As I've grown and learned and experienced more of life, I've met more women like me, women who have children and love them fiercely but don't feel the innate nurturer feelings they've been told all their lives are a part of their natural make up. I've also met incredibly nurturing men that turn the idea of nurturing as innately female on its head.

When I found this one, I married him.

The more I examine the issue, the more I think the woman = nurturer thing might not actually be true. Maybe we're all just who we are regardless of gender, and maybe there's nothing wrong with acknowledging that.

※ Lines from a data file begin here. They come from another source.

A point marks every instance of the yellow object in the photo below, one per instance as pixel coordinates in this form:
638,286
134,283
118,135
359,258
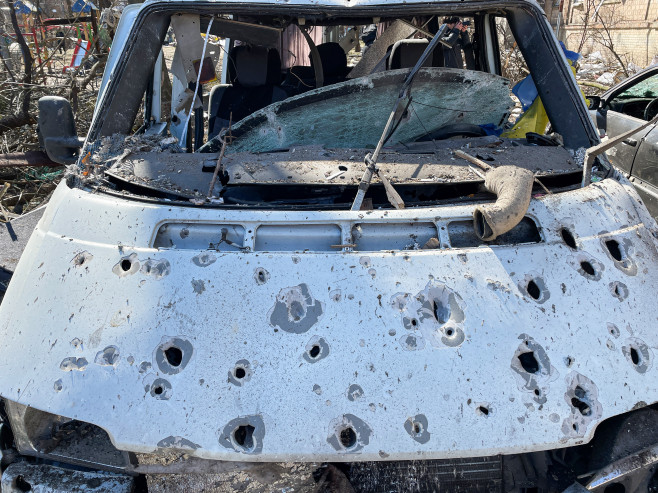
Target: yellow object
534,119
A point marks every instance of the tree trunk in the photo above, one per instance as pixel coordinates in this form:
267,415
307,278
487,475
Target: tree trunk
23,116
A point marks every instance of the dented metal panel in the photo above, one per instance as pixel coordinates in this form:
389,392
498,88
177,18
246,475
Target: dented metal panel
314,355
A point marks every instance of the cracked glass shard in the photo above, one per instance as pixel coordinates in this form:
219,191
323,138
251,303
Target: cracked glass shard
440,96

I spent a lot of my life wondering why I didn't get the mom that kissed boo-boos and sang lullabies and found fulfillment in speaking baby talk to small children. (She approaches babies with a stern, "Hello. How are you today?" Not even kidding.) Spending all that time wondering why she wasn't the mother everyone said mothers are supposed to be kept me from appreciating the mother that she was...a mom who did sing with us, a mom who taught us to work, a mom who tried hard to protect our vocal cords by modeling good vocal cord behavior (this consisted of her never screaming at any sporting events, opting for a long, high, sustained operatic tone. It was gorgeous and massively embarrassing, but her pipes are in great shape.)

Yeah...that's about what it looked like...
Worrying that I'm not the nurturing mom so many assume I should naturally be keeps me from appreciating the mom I actually am...a mom who has presided over weekly "Bad Manners Night" dinners for 9 years running, a mom who blasts Weird Al from the car with the windows down and dances in the driver's seat like an idiot whenever the kids request it, a mom who looks for ways to teach her kids through embarrassment only to find her kids are more than happy to join in the fun.

To be fair, they probably get that from their aunts.

Or their uncle...

Or their mom.

If you're a woman, a mom, and you're not a natural nurturer, it's about time to stop beating yourself up and start appreciating the mom you are. We can't all be baby-talking, lullabye-singing boo-boo kissers. Some of us have other talents to contribute.

I'd say not shooting up shopping malls is a more than valuable contribution to society.

1 comments:

Shannon Brown said...

Oh my goodness this is me!!!! I was also raised by a Mother from Iowa as well!!!! Finally I don't feel so alone!!!!! Thank you!!!! If I was the mushy type I would probably cry!!!
Oh by the way I am also a close friend of your sister!!